## Classification
Classify examples into given set of categories.

### Examples of Classification Problems
* Text Categorization (e.g. Spam Filtering)
* Classification of Apple and Oranges
* Fruad Detection
* Face Detection
* Optical Character Recognition
* Natural Language Processing

### Packges
The main packages used in this project are
* Sklearn (For accessing classifier)
* Numpy
* matplotlib ( For ploting)

In [202]:
# Import all the libraries here
import numpy as np
import matplotlib.pyplot as plt
from sklearn.tree import DecisionTreeClassifier
from sklearn.neighbors import KNeighborsClassifier
from sklearn.gaussian_process import GaussianProcessClassifier
from sklearn.ensemble import RandomForestClassifier, AdaBoostClassifier
from sklearn.metrics import accuracy_score

### 1. Classifier 
The classifer used for the problem are: 
   * Decision Tree Classifier
   * KNeighbors Classifier
   * Guassian Process Classifier
   * Random Forest Classifier
   * Ada-Boost Classifier

Initializing all classifier

In [203]:
decisionClf = DecisionTreeClassifier()
knnClf = KNeighborsClassifier()
gpcClf = GaussianProcessClassifier()
# allowing bootstrap
rpcClf = RandomForestClassifier(bootstrap=True)
adaBoostClf = AdaBoostClassifier()

###  2. Import and visualize data


In [204]:
# [height, weight, shoe_size]
X = [[181, 80, 44], [177, 70, 43], [160, 60, 38], [154, 54, 37], [166, 65, 40],
     [190, 90, 47], [175, 64, 39],
     [177, 70, 40], [159, 55, 37], [171, 75, 42], [181, 85, 43]]
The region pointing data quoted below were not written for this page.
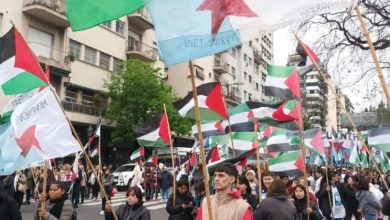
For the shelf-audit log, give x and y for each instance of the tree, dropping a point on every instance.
(343, 48)
(137, 96)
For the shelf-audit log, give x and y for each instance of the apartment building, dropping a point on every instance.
(241, 70)
(80, 62)
(314, 95)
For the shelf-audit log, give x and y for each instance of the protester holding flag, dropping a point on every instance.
(368, 204)
(58, 206)
(300, 202)
(107, 179)
(134, 208)
(276, 205)
(8, 207)
(246, 191)
(184, 201)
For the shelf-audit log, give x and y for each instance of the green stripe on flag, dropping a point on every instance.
(21, 83)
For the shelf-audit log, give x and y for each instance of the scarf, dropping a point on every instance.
(56, 210)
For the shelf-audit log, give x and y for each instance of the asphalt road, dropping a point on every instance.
(91, 208)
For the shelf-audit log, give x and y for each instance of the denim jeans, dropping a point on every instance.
(165, 193)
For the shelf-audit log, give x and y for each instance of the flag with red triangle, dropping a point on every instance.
(210, 100)
(19, 69)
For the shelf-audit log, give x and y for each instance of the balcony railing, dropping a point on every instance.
(142, 19)
(220, 66)
(51, 11)
(137, 49)
(84, 109)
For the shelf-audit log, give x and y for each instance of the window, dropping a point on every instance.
(120, 27)
(40, 42)
(74, 49)
(107, 24)
(116, 66)
(90, 55)
(70, 95)
(233, 72)
(104, 61)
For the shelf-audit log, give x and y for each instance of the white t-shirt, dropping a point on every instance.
(338, 210)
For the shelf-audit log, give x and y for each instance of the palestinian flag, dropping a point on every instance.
(89, 13)
(283, 140)
(213, 155)
(313, 141)
(277, 111)
(152, 159)
(239, 160)
(380, 138)
(138, 154)
(210, 100)
(288, 163)
(19, 69)
(307, 54)
(282, 82)
(155, 133)
(213, 131)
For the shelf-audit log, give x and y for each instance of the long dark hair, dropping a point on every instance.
(244, 181)
(277, 187)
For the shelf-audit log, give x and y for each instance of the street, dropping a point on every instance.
(91, 208)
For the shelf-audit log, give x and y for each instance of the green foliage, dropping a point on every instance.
(137, 96)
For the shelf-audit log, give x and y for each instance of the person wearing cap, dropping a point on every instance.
(132, 210)
(227, 202)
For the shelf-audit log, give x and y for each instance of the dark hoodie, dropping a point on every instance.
(277, 207)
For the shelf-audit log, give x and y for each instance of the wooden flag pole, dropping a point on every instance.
(374, 56)
(85, 153)
(200, 139)
(230, 129)
(173, 159)
(332, 88)
(76, 136)
(303, 152)
(255, 123)
(44, 188)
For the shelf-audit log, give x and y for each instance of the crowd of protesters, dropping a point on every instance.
(331, 193)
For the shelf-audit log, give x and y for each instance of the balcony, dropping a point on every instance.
(139, 50)
(50, 11)
(220, 66)
(142, 19)
(257, 56)
(232, 99)
(84, 109)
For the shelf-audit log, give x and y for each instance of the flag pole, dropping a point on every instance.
(303, 152)
(74, 133)
(86, 155)
(230, 129)
(43, 204)
(99, 143)
(258, 159)
(374, 56)
(200, 139)
(173, 160)
(332, 88)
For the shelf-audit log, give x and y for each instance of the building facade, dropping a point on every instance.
(80, 63)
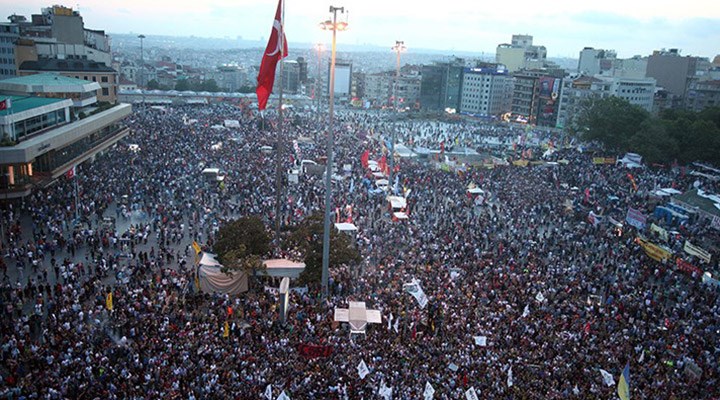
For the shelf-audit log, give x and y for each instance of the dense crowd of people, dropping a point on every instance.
(557, 296)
Y = ['male', 'male', 'female', 'female', 'male', 'male', 'female', 'female',
     'female', 'male', 'male']

#TEST DATA[height, weight, shoe_size]
test_X = [[179, 90, 44], [190, 88, 44], [165, 55, 37], [160, 60, 39], [156, 56, 36], [181, 85, 43], [174, 66, 40],
     [177, 70, 43], [159, 66, 47], [188, 100, 44], [179, 84, 47]]

test_Y = ['male', 'male', 'female', 'female', 'male', 'male', 'female', 'female', 'female', 'male', 'male']

#### a) Decision Tree Classifier

In [205]:
decisionClf = decisionClf.fit(X, Y)
prediction = decisionClf.predict(test_X)

# Explained variance score: 1 is perfect prediction
print('Decision Tree Classifier')
print('Score:  %.2f ' % accuracy_score(test_Y, prediction))
print('Variance score: %.2f' % decisionClf.score(test_X, test_Y))

Decision Tree Classifier
Score:  0.64 
Variance score: 0.64


#### b) KNeighbors Classifier

In [206]:
knnClf = knnClf.fit(X, Y)
prediction = knnClf.predict(test_X)

# Explained variance score: 1 is perfect prediction
print('KNeighbors Classifier')
print('Score:  %.2f ' % accuracy_score(test_Y, prediction))
print('Variance score: %.2f' % knnClf.score(test_X, test_Y))

KNeighbors Classifier
Score:  0.73 
Variance score: 0.73


#### c) Guassian Process Classifier

In [207]:
gpcClf = gpcClf.fit(X, Y)
prediction = gpcClf.predict(test_X)

print('Guassian Process Classifier')
# Explained variance score: 1 is perfect prediction
print( 'Score:  %.2f ' % accuracy_score(test_Y, prediction))
print('Variance score: %.2f' % gpcClf.score(test_X, test_Y))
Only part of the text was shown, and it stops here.